While Kuehl envisioned a similar framework of a commission charged with administrating the health care program, she included measures for cost control, patient advocacy, regional planning, quality of care, global budgeting, delivery system improvements, build-out of service networks, incentive payments to recruit health personnel, transition costs, statewide databasing, dispute resolution, fraud prevention, a formulary for prescription drugs, and a lot more. It was a serious bill that set real guidelines for the regulatory board to follow. It thought of almost everything.
SB562 kicks nearly all of these questions to its unelected board. It actually gives the more conservative Assembly first crack at modifying the policy, rather than putting something fully realized forward. SB840 imagined an integrated system; SB562 is a statement of principles that would result in worse policy if enacted.
CNA was the main sponsor of SB840. What changed over the past decade? Why was a legitimate bill substituted for something so vague?
One of the few places where SB562 is specific involves eliminating the Obama-era mandate for electronic health records. CNA and its parent organization National Nurses United have a long history of questioning EHRs, and nurses I’ve contacted agree it can be too overbearing and focused on billing. But there are dozens of state and federal health mandates; why does CNA focus only on this one? Lighty’s response that EHRs need to look different in a single payer world doesn’t scan; You could accomplish that under the existing mandate. Removing the EHR requirement potentially moves the state backwards to pen-and-paper medical record keeping. SB840 actually mandated electronic claims, payments, and records; why the change?
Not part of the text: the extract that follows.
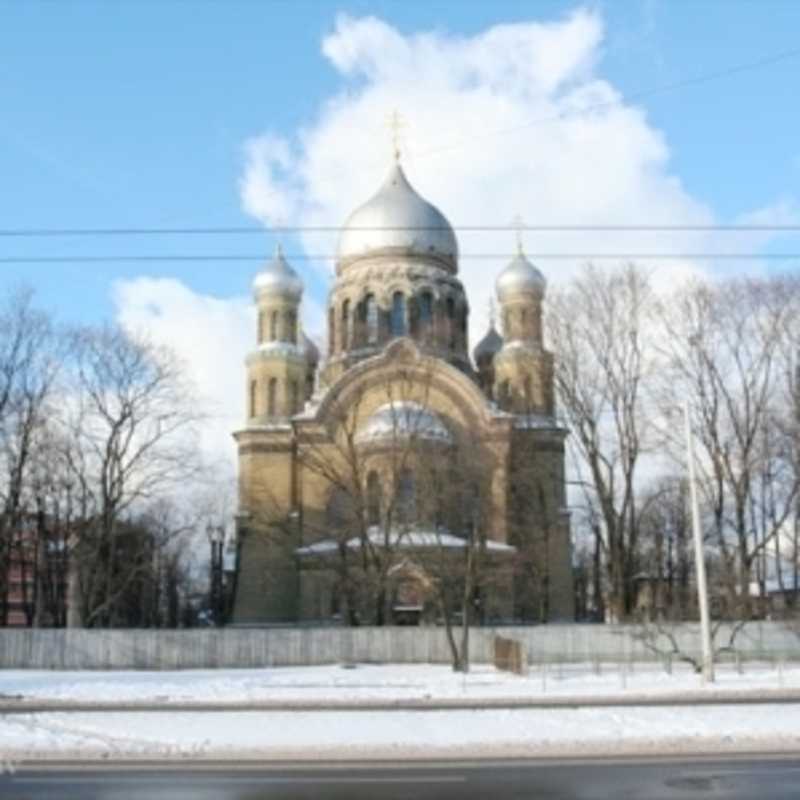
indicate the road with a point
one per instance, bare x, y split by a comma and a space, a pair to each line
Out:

And why put something so parochial into a single payer bill? Who benefits from that?
Rendon is politically daft for not allowing the bill to move forward. But CNA has every ability to move forward on their own. Show us the amendments. Fill in the policy. Excise irrelevancies. Be specific about the path forward. Don’t give Democrats an excuse to delay. Under state law, a ballot measure cannot go before voters until November 2018 anyway. There’s time to force Rendon’s hand by making the full, considered case. And you need that time, not only to get buy-in from the legislature, but to build a coalition with a chance of winning.
There’s one area where I will concede to Lighty’s criticism: I should have more sharply made a distinction between hardworking supporters on the ground — the ones making phone calls, knocking on doors, protesting in the streets for health care for all — and the bill sponsors. That’s because I want all that activist work to be in service to something meaningful, not a political litmus test or legislation standing on shaky constitutional ground. This process must not discredit the movement for health care for all. It has to be perfect. There’s time to get there. I hope it does.